In Judge Jones’s 139-page opinion, he charges that “ID is nothing less than the progeny of creationism” (p. 31). In other words, as far as Judge Jones is concerned, ID is simply creationism in sheep’s clothing. Judge Jones argues that ID has a religious pedigree linking it both to Christian fundamentalism (p. 19) and to scientific creationism (p. 21). These links, among other things, show that the Dover School Board curriculum takes a religious position that violates the establishment clause of the U.S. Constitution.
This opinion ought to trouble any thinking Christian. Judge Jones did not so much evaluate ID on the basis of its own claims, but on the basis of its association with Christianity. That association consists mainly in the fact that many proponents of ID are themselves Christians. Judge Jones sets the precedent of outlawing any curriculum that can be shown to have been supported by Christians! The logic goes like this: If Christians support it, then it must be religious. If it is religious, then it violates the establishment clause of the U. S. Constitution.

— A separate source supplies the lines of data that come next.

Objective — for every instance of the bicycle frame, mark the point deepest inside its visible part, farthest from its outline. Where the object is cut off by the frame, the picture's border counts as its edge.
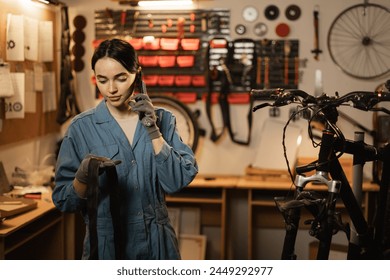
(366, 244)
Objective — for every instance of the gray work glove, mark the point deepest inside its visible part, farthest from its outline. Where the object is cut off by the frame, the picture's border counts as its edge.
(142, 104)
(82, 172)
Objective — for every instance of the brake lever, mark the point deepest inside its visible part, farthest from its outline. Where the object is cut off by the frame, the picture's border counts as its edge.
(260, 106)
(381, 109)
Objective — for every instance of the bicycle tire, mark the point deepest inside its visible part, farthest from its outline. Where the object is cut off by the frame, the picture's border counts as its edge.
(359, 41)
(186, 122)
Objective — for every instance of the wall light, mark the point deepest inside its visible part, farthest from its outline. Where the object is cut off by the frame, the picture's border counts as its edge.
(176, 3)
(48, 2)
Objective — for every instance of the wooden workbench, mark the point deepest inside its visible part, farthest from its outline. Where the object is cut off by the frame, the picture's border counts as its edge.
(36, 234)
(211, 193)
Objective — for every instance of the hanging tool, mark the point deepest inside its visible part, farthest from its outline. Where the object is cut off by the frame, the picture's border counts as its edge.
(180, 27)
(135, 23)
(123, 22)
(317, 49)
(287, 50)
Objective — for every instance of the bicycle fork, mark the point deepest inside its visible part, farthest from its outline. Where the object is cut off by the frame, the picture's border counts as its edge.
(325, 222)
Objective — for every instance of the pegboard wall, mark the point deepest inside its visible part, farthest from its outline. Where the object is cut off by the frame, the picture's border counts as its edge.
(183, 53)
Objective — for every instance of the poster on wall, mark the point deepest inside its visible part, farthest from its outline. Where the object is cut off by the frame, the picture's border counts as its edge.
(30, 39)
(15, 38)
(30, 97)
(46, 36)
(6, 89)
(14, 106)
(49, 92)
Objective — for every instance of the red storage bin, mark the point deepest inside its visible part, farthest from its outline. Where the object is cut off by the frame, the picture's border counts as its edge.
(198, 81)
(218, 43)
(150, 80)
(166, 80)
(190, 44)
(151, 44)
(136, 43)
(170, 44)
(148, 61)
(187, 97)
(183, 80)
(185, 60)
(166, 61)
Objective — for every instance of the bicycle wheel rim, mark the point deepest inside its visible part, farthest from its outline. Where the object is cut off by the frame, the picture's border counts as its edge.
(359, 41)
(186, 122)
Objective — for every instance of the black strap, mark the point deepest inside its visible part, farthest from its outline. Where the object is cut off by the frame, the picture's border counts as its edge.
(225, 108)
(92, 205)
(213, 75)
(115, 208)
(226, 82)
(93, 198)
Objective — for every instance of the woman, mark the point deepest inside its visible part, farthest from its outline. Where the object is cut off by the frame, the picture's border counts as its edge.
(127, 134)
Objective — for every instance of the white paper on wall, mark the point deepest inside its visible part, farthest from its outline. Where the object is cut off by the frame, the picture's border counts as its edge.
(15, 38)
(31, 38)
(14, 106)
(46, 35)
(269, 154)
(30, 97)
(49, 92)
(6, 88)
(38, 77)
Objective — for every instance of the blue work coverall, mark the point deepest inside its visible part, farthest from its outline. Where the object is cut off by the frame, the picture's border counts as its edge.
(143, 179)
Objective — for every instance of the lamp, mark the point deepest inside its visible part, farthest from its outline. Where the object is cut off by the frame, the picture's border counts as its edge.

On this logic, any idea taught in public schools that can be shown to have been supported by Christians violates the first amendment. What precedent does this set with respect to whether other controversial topics should or should not be included in public school curriculums? For instance, would it not be possible to rule that abstinence-only curriculums violate the first amendment because Christians by and large tend to support such curriculums?
This kind of guilt by association without considering the merits of the arguments sets a dangerous precedent indeed. Whether this logic will be applied in other cases remains to be seen. Let’s hope not.